Partager
Le train Conakry express appartient désormais à l’Etat guinéen

Le train Conakry express appartient désormais à l’Etat guinéen

Le gouvernement guinéen à travers un décret signé du président de la République ce jeudi 13 juillet 2017 vient de réquisitionner le Train Conakry Express. Depuis le mois d’octobre dernier, la partie guinéenne et celle chinoise sont à couteau tiré concernant la gestion de ce train de transport commun. Dans la matinée du vendredi 14 juillet, une équipe mixte composée du service national du chemin de fer, de l’agence judiciaire de l’État ainsi qu’un huissier de justice s’est rendu sur le site de la société pour fermer les bureaux.

La présence de cette équipe était de mettre en application le contenu du décret portant réquisition du Train Conakry Express signé par le président Alpha Condé, le 13 juillet 2017. Dans ce décret, il est mentionné que toutes les locomotives, tous les véhicules voyageurs et autres sont réquisitionnés et mis à la disposition de l’État guinéen. Une décision qui surprend la société GDC guinea développement and corporation, gestionnaire du train Conakry Express, a indiqué son responsable Robert Ann.

Dans ce décret qui n’a pas été publié sur les ondes des médias publics, il est indiqué que la gestion de ce train  revient à la société nationale des chemins de fer.

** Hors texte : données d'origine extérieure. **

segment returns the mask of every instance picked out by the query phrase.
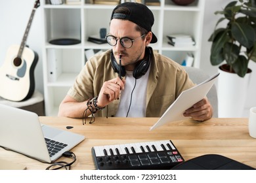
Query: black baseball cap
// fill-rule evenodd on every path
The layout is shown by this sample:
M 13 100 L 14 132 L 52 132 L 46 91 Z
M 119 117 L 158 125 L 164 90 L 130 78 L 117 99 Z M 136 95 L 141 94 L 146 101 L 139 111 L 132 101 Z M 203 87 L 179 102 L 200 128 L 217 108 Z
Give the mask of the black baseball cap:
M 114 13 L 115 10 L 119 7 L 127 7 L 129 9 L 128 14 L 123 13 Z M 111 20 L 119 18 L 127 20 L 137 24 L 148 31 L 151 31 L 151 28 L 154 24 L 154 15 L 152 12 L 147 6 L 138 3 L 126 2 L 118 5 L 112 12 Z M 150 43 L 155 43 L 158 41 L 158 38 L 152 33 L 152 39 Z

Or, deux contrats devraient être signés entre les deux parties à savoir le contrat portant sur l’assistance technique et celui de remboursement d’investissement.

 «Si aujourd’hui le contrat n’est pas encore signé et on revient nous réveiller avec un acte de réquisition sans même nous informer avant; parce que le ministère du transport nous a pas informé! Ceci ne va pas dans la collaboration de notre idée parce que nous sommes là pour aider la population guinéenne. Donc si cette lettre est signée par le président Alpha Condé, ça va beaucoup nous étonné »  a précisé ce responsable.

 

Face à cet état de fait, la société par la voix de Kafoumba Diabaté son responsable de relations extérieures a indiqué que cet engin reste toujours la propriété de leurs institutions.

« Le train d’abord, c’est une propriété privée pour le sillage. On n’est pas encore pour l’Etat donc si l’Etat veut récupérer le train, c’est vraiment sa base de donnée juridique d’où la signataire des deux conventions, une assistante technique et le remboursement des dettes et une fois que ces conventions sont signées, maintenant l’Etat peut prendre en main » a-t-il dit.

Après avoir sommé l’administration du train de vider tous les bureaux, l’huissier de justice en compagnie du représentant de l’agence judiciaire de l’État ont refusé de se prêter aux questions de la presse présente sur le lieu. Selon Me Fodé Mamoudou Yansané, le dossier se trouve à un degré ou aucune déclaration n’est opportune.